Fast forward a couple of decades later to the 1980s and scientists working at the University of Arizona attempted to combine a-MSH with other analogues to create a sunless tanning agent, eventually synthesizing Melanotan I. The more effective and potent version known as Melanotan II soon followed which came with it’s own unique and now infamous mis-hap. A scientist trialling the peptide accidentally injected himself with twice the dose intended and the results were a very painful eight hour erection and plenty of vomiting along the way.
It was discovered that MT II acts as a non-selective agonist of the melanocortin receptors from MC1 through to MC5. The tanning effects are understood to take place at the MC1 receptor which initiates a process called melanogenesis. (For those interested the sexual impact is found in the MC4 receptor and to a lesser extent the MC3 receptor.)
Melanogenesis is the process where melanocytes produce excess melanin which is a pigment found primarily in the skin. (It is also found in the hair, nails, ears etc.). Melanogenesis leads to a long lasting alteration of the pigmentation of one’s skin. This is why when the user of MT II has reached their desired colour, much lesser use of the peptide is sufficient to maintain the newly desired skin tone.
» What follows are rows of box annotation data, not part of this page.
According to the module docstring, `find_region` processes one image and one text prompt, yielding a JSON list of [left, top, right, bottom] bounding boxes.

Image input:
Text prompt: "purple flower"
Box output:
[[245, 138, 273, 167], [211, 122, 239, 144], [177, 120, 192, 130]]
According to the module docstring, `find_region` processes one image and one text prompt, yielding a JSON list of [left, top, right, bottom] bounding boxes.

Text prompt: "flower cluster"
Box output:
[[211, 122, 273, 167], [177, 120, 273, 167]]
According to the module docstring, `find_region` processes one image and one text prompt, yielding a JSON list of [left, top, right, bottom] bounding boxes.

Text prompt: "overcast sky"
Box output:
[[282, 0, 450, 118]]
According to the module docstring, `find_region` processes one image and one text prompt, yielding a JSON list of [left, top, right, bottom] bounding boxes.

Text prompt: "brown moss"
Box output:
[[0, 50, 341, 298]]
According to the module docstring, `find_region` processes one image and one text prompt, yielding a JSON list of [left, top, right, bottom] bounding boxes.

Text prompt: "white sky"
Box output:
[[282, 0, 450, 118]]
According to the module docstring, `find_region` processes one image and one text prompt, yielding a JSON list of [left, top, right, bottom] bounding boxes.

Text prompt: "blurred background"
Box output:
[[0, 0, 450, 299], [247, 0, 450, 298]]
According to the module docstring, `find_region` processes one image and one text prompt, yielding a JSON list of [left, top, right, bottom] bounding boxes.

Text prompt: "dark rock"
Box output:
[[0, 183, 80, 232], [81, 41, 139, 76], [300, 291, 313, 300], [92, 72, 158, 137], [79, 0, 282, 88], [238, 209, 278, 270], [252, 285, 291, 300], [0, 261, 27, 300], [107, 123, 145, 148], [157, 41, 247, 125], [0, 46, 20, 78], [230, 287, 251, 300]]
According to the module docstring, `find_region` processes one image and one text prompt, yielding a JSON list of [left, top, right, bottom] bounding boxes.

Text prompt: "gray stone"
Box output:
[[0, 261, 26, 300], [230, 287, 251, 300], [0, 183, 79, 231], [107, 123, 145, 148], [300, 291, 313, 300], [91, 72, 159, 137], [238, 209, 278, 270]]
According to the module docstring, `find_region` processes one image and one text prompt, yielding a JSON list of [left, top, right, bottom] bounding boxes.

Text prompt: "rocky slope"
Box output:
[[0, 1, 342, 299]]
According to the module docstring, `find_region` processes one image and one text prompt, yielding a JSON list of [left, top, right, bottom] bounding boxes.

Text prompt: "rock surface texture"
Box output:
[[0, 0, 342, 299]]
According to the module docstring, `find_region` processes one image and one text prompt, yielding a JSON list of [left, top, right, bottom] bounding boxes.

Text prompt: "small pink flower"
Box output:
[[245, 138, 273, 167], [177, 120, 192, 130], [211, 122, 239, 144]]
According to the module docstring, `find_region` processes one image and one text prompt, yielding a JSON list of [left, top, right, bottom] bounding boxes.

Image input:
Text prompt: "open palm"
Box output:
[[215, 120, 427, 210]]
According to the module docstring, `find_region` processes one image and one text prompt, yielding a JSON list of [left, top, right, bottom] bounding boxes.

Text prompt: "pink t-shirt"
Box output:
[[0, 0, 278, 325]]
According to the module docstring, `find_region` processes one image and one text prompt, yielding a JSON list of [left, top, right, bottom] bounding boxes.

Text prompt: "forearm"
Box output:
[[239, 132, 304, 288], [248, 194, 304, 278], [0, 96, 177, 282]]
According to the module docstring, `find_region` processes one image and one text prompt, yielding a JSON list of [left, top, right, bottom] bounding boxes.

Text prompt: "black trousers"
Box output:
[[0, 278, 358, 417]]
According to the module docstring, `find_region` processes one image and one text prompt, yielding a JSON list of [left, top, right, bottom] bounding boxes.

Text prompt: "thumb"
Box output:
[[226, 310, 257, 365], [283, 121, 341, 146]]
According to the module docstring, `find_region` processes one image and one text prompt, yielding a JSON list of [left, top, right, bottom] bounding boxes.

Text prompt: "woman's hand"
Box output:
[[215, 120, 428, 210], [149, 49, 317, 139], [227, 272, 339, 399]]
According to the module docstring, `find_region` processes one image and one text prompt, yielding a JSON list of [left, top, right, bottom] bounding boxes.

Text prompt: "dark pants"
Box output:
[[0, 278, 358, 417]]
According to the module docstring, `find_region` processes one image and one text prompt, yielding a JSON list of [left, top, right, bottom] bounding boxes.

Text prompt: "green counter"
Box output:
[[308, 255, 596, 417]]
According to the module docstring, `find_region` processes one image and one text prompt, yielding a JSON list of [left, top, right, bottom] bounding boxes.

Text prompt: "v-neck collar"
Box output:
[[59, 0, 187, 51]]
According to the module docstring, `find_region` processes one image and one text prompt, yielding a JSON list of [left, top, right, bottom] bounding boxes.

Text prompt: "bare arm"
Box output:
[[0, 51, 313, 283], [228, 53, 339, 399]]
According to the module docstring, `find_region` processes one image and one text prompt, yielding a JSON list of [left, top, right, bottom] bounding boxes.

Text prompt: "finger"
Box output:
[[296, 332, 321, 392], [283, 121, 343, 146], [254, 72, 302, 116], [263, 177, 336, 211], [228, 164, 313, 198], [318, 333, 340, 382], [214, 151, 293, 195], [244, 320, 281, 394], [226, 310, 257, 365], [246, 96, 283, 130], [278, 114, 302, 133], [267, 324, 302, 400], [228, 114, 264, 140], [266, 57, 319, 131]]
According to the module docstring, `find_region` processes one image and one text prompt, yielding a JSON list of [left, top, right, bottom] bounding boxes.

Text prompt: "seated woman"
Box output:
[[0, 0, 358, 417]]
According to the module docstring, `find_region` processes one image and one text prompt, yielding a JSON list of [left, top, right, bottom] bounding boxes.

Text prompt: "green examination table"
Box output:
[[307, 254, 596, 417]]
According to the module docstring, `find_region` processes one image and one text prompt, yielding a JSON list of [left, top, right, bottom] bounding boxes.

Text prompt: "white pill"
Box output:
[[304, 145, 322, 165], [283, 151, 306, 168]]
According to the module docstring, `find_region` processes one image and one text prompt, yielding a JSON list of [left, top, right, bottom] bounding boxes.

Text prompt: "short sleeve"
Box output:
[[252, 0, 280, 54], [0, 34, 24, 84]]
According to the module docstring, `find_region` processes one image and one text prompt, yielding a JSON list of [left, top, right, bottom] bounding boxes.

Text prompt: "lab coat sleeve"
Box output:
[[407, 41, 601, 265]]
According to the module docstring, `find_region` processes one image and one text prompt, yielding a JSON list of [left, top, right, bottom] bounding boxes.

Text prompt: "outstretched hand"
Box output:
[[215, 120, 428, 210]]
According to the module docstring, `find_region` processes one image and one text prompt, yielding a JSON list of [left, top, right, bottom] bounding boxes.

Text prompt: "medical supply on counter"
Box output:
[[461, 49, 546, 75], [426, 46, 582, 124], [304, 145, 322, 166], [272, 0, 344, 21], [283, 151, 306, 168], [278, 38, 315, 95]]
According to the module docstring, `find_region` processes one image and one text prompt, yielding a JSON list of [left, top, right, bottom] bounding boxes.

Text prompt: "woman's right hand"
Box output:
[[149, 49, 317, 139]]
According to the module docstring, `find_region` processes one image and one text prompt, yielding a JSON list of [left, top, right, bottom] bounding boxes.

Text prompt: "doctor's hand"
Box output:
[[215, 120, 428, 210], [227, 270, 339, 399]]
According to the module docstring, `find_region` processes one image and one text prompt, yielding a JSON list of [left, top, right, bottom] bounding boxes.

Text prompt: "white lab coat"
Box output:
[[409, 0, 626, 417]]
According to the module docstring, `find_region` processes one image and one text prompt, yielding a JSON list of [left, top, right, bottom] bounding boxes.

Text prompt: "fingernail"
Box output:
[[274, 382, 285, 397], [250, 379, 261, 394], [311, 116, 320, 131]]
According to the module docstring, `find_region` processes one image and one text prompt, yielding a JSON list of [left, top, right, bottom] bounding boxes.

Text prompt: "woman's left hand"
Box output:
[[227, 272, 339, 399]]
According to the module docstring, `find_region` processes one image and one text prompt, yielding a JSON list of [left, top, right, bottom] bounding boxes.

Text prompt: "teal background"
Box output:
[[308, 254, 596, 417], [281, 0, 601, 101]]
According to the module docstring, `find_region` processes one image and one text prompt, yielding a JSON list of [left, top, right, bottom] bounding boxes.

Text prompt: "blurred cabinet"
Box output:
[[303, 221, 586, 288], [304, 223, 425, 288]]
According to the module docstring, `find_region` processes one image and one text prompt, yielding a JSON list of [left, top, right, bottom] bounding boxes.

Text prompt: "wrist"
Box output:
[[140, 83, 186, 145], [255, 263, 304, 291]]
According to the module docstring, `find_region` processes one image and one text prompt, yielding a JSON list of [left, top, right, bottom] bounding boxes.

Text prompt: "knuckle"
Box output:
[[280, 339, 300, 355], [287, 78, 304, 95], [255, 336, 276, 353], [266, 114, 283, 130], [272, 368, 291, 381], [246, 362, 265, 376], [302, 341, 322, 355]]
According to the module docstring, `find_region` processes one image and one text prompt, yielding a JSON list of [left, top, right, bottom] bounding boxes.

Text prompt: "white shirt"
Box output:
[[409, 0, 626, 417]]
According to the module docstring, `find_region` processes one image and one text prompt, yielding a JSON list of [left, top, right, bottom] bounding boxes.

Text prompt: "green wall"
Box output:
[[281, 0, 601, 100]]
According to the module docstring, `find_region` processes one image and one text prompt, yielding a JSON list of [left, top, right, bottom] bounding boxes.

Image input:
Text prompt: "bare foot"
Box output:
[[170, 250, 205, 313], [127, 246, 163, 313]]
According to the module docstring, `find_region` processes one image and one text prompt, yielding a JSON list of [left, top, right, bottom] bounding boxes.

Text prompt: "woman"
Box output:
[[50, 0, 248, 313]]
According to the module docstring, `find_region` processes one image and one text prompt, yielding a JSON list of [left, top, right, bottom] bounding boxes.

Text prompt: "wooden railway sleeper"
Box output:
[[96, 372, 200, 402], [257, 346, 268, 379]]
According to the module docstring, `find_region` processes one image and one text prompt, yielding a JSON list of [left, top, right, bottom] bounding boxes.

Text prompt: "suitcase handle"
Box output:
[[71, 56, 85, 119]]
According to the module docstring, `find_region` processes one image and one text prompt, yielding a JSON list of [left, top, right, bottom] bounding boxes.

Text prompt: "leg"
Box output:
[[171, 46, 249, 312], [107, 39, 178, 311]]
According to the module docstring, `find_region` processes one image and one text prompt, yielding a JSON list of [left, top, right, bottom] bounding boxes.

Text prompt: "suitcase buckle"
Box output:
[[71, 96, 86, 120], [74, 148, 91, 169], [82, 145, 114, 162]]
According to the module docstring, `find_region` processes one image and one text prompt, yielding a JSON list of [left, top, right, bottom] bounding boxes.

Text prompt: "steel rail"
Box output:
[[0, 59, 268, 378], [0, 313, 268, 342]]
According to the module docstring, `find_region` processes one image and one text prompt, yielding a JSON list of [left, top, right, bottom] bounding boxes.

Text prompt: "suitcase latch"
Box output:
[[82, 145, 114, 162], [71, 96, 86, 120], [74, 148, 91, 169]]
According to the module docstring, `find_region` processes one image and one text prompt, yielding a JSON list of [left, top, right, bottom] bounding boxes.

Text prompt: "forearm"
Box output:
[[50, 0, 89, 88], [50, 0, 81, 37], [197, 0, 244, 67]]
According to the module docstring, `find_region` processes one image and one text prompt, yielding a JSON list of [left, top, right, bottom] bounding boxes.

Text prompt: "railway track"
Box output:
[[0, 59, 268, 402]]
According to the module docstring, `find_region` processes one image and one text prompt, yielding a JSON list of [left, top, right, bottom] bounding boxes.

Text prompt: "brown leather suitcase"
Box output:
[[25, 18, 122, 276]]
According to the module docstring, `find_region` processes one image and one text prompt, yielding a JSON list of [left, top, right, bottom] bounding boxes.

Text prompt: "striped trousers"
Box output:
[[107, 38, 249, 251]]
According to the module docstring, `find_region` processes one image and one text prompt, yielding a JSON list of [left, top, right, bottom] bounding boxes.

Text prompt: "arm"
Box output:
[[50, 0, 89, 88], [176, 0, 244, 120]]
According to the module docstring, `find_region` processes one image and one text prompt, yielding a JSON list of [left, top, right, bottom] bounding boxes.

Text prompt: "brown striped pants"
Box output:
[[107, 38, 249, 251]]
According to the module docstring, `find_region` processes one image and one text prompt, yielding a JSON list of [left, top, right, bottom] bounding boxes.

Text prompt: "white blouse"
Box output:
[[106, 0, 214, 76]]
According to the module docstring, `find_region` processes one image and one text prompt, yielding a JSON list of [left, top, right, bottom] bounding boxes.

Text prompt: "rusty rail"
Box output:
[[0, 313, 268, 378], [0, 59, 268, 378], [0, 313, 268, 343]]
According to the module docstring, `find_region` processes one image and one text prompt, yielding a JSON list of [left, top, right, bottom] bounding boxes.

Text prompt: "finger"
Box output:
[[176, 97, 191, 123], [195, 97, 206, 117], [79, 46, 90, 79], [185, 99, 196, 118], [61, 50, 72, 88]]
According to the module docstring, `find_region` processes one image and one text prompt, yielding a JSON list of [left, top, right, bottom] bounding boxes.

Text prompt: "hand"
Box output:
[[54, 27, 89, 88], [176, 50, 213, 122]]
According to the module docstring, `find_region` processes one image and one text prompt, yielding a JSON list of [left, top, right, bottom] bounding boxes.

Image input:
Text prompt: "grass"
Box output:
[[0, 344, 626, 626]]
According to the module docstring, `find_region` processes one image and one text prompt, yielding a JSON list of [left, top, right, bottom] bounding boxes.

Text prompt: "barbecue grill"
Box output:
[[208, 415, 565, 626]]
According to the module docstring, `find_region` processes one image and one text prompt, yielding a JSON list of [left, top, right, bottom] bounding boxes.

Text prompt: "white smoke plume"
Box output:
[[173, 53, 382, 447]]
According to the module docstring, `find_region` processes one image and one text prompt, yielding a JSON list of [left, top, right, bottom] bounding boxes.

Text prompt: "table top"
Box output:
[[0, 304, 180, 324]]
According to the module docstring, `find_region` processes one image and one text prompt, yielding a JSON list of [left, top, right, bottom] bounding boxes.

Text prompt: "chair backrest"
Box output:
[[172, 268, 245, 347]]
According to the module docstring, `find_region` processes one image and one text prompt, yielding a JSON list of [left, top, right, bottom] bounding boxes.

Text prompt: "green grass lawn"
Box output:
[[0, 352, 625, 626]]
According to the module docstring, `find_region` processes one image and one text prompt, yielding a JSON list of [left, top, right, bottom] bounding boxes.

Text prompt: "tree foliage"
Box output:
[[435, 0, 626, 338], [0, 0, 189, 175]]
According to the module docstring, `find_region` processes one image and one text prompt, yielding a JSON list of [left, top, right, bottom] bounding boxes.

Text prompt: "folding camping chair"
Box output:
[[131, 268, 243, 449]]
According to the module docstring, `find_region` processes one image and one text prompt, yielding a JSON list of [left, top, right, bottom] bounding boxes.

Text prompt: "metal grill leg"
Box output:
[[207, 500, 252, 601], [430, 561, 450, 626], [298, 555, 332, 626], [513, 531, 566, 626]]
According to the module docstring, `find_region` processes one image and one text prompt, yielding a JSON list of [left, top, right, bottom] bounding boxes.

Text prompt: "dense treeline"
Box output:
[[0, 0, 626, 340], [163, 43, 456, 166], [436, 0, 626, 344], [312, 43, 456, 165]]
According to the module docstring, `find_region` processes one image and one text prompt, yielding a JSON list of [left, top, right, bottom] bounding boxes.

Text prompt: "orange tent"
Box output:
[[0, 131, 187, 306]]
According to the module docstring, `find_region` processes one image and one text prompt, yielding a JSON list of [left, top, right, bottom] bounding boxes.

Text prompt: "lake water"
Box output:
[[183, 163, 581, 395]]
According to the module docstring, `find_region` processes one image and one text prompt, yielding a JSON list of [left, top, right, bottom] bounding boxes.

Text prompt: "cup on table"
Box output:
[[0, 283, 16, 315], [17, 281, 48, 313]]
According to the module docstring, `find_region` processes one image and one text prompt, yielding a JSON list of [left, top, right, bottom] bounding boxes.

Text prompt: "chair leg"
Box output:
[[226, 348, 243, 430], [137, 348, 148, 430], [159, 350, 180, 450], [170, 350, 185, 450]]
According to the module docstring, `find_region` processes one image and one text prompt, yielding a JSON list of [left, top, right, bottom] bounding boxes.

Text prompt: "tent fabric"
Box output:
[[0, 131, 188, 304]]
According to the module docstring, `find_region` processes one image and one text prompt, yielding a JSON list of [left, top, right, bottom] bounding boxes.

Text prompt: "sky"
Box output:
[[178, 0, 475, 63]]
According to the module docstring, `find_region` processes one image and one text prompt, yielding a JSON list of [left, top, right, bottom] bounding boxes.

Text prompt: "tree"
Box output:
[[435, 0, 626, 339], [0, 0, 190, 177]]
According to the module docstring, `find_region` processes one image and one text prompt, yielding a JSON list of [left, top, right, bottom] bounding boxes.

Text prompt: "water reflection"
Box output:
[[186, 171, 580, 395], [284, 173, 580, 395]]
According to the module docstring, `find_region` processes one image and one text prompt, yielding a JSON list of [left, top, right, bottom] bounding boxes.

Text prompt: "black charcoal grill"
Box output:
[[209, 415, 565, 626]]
As MT II activates and increases the levels of melanin in the skin this can finally put to bed a question that is asked probably the most frequently over its usage. Does MT II work without UV exposure? Yes, absolutely it does. The science behind the mechanism of the peptide proves this. However, is this method optimal? No, absolutely not. MT II administration responds more effectively and rapidly in the body when combined with adequate UV exposure, be that from natural sunlight or synthetic tanning beds.
In closing, side effects to take into consideration can be nausea, increased libido, flushing of the skin, loss of appetite and in more severe cases vomiting. All of these sides of course are entirely dependant on the individual user’s tolerance and the dosages used.
For the most effective results, small doses either frequently or infrequently (depending on your natural skin tone) combined with sensible UV exposure (i.e. not daily, lengthy sunbed sessions) wins the race. Think of it more as a chisel to refine one’s appearance than whacking away at it with a hammer until it will eventually break.
Hope this helps others to understand a little more about the benefits and potential side effects of using Melanotan II and to utilise it in the most efficient way possible.